Re: [PATCH v3] lib/crc: arm64: add NEON accelerated CRC64-NVMe implementation

Next message: Jakub Kicinski: "Re: [net-next v6 08/12] net: bnxt: Implement software USO"
Previous message: Jori Koolstra: "Re: [RFC PATCH v2 1/3] vfs: add support for empty path to openat2(2)"
In reply to: David Laight: "Re: [PATCH v3] lib/crc: arm64: add NEON accelerated CRC64-NVMe implementation"
Next in thread: David Laight: "Re: [PATCH v3] lib/crc: arm64: add NEON accelerated CRC64-NVMe implementation"
Messages sorted by: [ date ] [ thread ] [ subject ] [ author ]

From: Eric Biggers

Date: Sun Mar 29 2026 - 18:19:07 EST

On Sun, Mar 29, 2026 at 10:57:04PM +0100, David Laight wrote:
> Final thought:
> Is that allowing for the cost of kernel_fpu_begin()? - which I think only
> affects the first call.
> And the cost of the data-cache misses for the lookup table reads? - again
> worse for the first call.

I assume you mean kernel_neon_begin(). This is an arm64 patch. (I
encourage you to actually read the code. You seem to send a lot of
speculation-heavy comments without actually reading the code.)

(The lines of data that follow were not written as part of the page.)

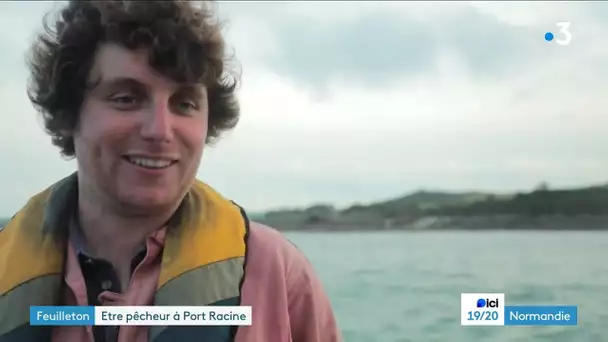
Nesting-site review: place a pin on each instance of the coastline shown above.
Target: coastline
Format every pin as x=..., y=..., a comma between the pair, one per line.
x=469, y=223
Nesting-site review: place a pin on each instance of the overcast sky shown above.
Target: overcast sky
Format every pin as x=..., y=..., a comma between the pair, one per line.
x=355, y=102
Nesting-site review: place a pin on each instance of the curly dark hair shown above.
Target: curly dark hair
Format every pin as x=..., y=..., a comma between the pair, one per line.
x=185, y=44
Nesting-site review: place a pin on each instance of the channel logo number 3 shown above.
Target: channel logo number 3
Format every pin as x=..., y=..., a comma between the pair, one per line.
x=564, y=30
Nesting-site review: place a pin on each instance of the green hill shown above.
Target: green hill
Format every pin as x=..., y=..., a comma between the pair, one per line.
x=522, y=208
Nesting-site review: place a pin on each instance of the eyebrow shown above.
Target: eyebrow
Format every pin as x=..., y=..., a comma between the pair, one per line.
x=190, y=89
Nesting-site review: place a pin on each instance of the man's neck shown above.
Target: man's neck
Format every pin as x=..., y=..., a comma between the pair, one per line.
x=112, y=235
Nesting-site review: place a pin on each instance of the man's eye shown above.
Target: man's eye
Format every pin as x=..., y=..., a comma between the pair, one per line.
x=124, y=99
x=186, y=106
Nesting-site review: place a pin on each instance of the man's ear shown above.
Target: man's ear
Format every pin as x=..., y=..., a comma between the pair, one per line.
x=68, y=133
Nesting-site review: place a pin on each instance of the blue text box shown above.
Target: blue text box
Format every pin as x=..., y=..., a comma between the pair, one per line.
x=541, y=315
x=62, y=315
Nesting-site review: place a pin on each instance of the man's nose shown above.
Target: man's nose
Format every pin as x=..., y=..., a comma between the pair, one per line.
x=157, y=123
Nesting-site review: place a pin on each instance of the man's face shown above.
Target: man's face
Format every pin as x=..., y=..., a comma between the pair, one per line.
x=141, y=135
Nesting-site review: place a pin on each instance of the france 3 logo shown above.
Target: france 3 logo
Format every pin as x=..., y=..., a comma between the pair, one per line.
x=482, y=309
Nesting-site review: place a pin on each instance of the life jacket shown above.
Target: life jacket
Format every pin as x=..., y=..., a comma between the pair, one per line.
x=203, y=262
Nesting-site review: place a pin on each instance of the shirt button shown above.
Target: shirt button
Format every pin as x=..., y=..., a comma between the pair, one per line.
x=106, y=285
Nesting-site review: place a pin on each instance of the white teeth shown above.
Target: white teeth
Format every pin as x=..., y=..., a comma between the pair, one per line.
x=151, y=163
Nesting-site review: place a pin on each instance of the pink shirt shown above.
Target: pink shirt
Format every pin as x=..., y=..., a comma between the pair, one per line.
x=292, y=307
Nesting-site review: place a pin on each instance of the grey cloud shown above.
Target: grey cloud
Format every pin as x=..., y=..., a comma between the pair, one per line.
x=380, y=47
x=375, y=49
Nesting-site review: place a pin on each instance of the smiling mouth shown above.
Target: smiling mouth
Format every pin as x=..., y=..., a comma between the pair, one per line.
x=150, y=163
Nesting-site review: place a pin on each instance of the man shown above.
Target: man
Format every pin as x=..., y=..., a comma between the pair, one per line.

Currently, the benchmark in crc_kunit just measures the throughput in a
loop (as has been discussed before). So no, it doesn't currently
capture the overhead of pulling code and data into cache. For NEON
register use it captures only the amortized overhead.

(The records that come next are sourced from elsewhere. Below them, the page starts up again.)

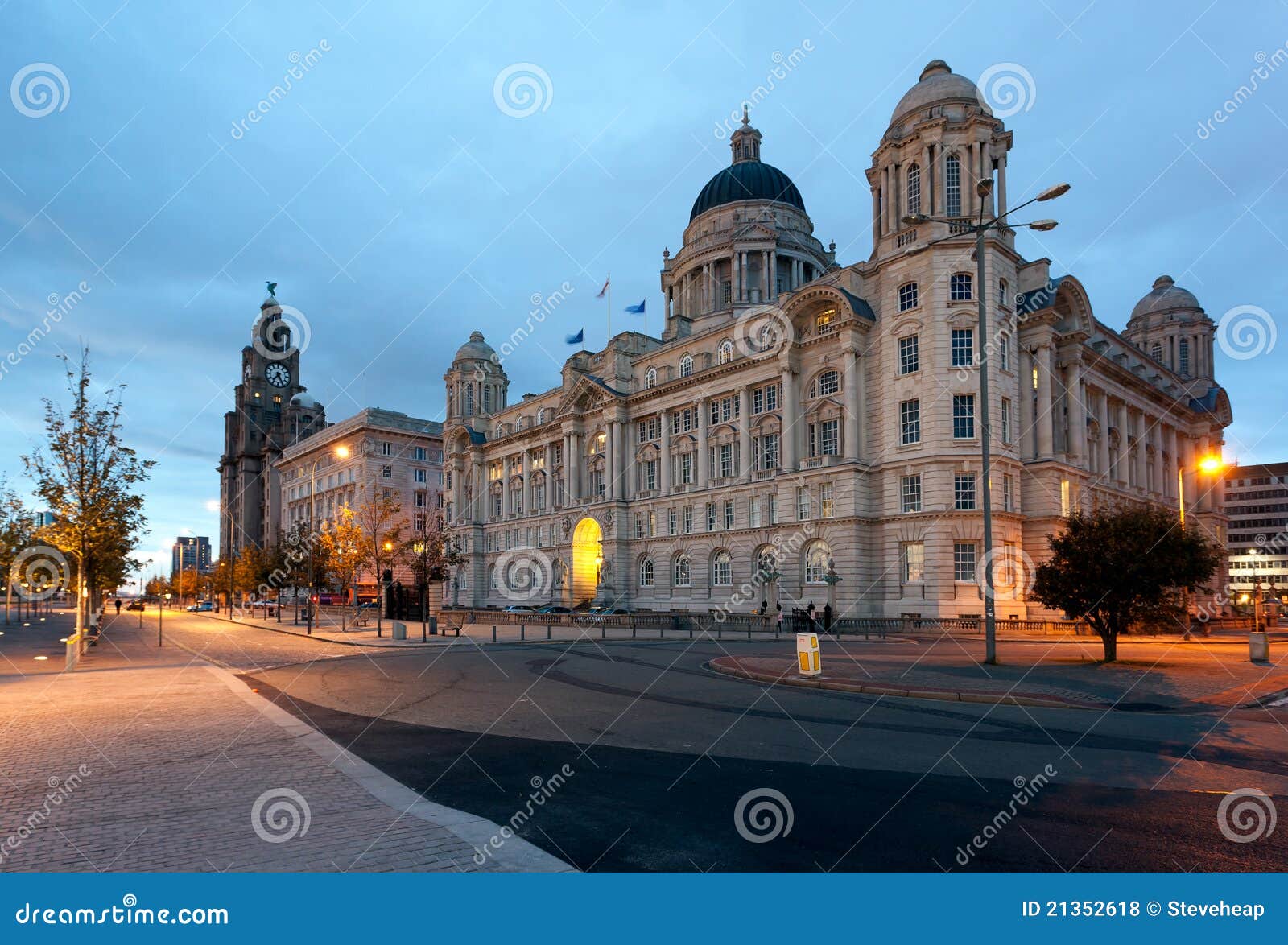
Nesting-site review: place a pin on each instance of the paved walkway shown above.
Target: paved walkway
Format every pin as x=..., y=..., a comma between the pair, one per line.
x=148, y=758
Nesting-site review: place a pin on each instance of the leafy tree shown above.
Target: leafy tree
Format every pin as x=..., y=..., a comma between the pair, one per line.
x=1124, y=567
x=87, y=477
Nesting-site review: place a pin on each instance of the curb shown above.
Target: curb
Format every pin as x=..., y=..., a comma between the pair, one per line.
x=903, y=691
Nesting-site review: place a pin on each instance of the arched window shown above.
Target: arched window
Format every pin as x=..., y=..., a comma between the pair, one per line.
x=815, y=563
x=952, y=186
x=828, y=382
x=721, y=569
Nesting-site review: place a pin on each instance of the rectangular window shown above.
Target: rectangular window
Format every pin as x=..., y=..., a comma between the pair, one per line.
x=910, y=493
x=914, y=555
x=910, y=354
x=964, y=562
x=910, y=421
x=964, y=416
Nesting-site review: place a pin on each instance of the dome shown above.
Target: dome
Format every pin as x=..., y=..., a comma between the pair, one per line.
x=474, y=349
x=747, y=180
x=1165, y=296
x=938, y=84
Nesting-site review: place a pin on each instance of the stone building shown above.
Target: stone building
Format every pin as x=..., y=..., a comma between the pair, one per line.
x=804, y=427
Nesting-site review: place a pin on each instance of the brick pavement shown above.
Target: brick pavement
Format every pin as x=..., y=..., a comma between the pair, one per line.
x=154, y=760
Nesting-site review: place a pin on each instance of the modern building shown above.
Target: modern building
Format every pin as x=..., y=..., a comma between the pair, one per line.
x=1256, y=500
x=272, y=411
x=805, y=427
x=373, y=453
x=191, y=552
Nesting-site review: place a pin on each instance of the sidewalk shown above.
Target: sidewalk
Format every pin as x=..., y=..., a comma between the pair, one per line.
x=147, y=758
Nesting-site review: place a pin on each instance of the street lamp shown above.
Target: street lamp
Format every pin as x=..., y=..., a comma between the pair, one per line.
x=980, y=228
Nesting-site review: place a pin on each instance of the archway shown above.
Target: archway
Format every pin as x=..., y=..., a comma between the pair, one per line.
x=586, y=549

Note that using PMULL saves having to pull the table into memory, while
using the table is a bit less code and saves having to use kernel-mode
NEON. So both have their advantages and disadvantages.

This patch does fall back to the table for the last 'len & ~15' bytes,
which means the table may be needed anyway. That is not the optimal way
to do it, and it's something to address later when this is replaced with
something similar to x86's crc-pclmul-template.S.

- Eric